Bajo en Retiro con la mitad de las uñas con las que me subí en la terminal de Mar del Plata. Viajé al lado de un hombre gordo y sudoroso que no paraba de roncar. El libro que tenía planeado terminar en el trayecto sigue con el marcador en la misma página; el paquete de galletitas, intacto. Y estoy fastidiosa, muy fastidiosa porque, además de las pésimas condiciones del tren, hace demasiado calor como para ser agosto. Y, además, se acercan mis 20. Y cambiar de década me deprime más que ver un perro morir.

Camino lento, demasiado lento, porque sé que Lucas va a llegar tarde. Sonrío un poco ante el pensamiento de que sí, que efectivamente lo conozco cada vez más, aunque estemos muy lejos.

Todavía me acuerdo de esa cartita que me escribió en primaria, de nuestra primera discusión formal (que casi nos agarramos a las piñas), de nuestros planes inconclusos para futuros viajes… y, sobre todo, de los constantes “qué hubiera pasado si…” que se volvían cada vez más frecuentes.
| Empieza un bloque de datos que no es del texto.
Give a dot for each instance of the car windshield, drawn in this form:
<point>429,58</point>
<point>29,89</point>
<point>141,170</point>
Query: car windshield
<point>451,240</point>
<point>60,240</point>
Al principio, los encontraba incómodos, desubicados. Pero, con el tiempo le fui tomando el gustito a esa situación de duda, de empezar a idear hipótesis sin sentido, que nuestro inconsciente quería concretar. Pero nuestra parte racional, nuestro entorno y nuestro contexto nos seguían sugiriendo que dejáramos las cosas como estaban, que no nos arriesguemos. Que sigamos siendo los cobardes que siempre fuimos.

A eso de las 19:30 llega Lucas, todo preocupado y agitado, y me busca con desesperación entre la gente. Lo dejo buscándome un ratito, porque me llena de ternura ver con el ímpetu con el que sus ojos intentan encontrar a los míos. 

Hasta que, finalmente, nuestras miradas convergen, y me doy cuenta que sonrío porque él me sonríe en respuesta; y viene hacia mí, medio caminando, medio corriendo, y me abraza con esas fuerzas que me hacen olvidar del gordo sudoroso, del libro estancado y del paquete de galletitas sin abrir.